Lo Sposalizio della Vergine è uno dei grandi capolavori di un artista straordinario del panorama umbro: Pietro Vannucci, detto il Perugino. Si tratta di una tavola dipinta con velature di colore ad olio su una tavola in legno di 234 di altezza e 186 cm di larghezza. Molto probabilmente la maggior parte dei lettori conoscerà l’opera firmata Raffaello, la più nota, posteriore rispetto all’esempio del pittore umbro. La sede originaria dello Sposalizio della Vergine fu la Cappella del Santo Anello nel Duomo di Perugia.
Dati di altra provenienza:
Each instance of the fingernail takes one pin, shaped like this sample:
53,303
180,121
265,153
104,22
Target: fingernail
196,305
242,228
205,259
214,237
Il nome del luogo sacro deriva dalla reliquia dell’anello nuziale di Maria conservata al suo interno. Nel 1489 la cappella fu ristrutturata e inizialmente la commissione era destinata al Pinturicchio. Il Perugino la ottenne in seguito e lavorò al dipinto dal 1501 al 1504.
L’esercito di Napoleone prelevò l’opera nel 1797, che lasciò dunque il luogo per cui il suo autore la pensò. I personaggi riconoscibili sono: San Giuseppe, Maria Vergine e il Sacerdote del Tempio. I tre, posti in posizione centrale, sono circondati dalla folla che assiste allo sposalizio. Dietro di loro il tempio, uno scorcio che ci permette di avvicinarci al concetto della città ideale rinascimentale.
La scena si basa sul racconto del matrimonio di Maria contenuto all’interno dei Vangeli Apocrifi. Ma, non dobbiamo pensare che in questo ci sia qualcosa di strano, il grande pubblico conosceva molto meglio le storie contenute negli Apocrifi, che avevano conosciuto una grandissima circolazione durante il medioevo, in quanto ne circolavano i testi nelle lingue volgari.
Maria trascorse la sua fanciullezza e la sua adolescenza nel tempio di Gerusalemme. Terminato il periodo monacale, a causa dell’arrivo delle prime mestruazioni, la aspettava il matrimonio. Dio comunicò molto chiaramente le sue intenzioni al Sacerdote del Tempio: avrebbe mandato un segno chiaro al prescelto. Allora una folla di pretendenti si radunò al tempio con un ramoscello e solo quello di Giuseppe fiorì.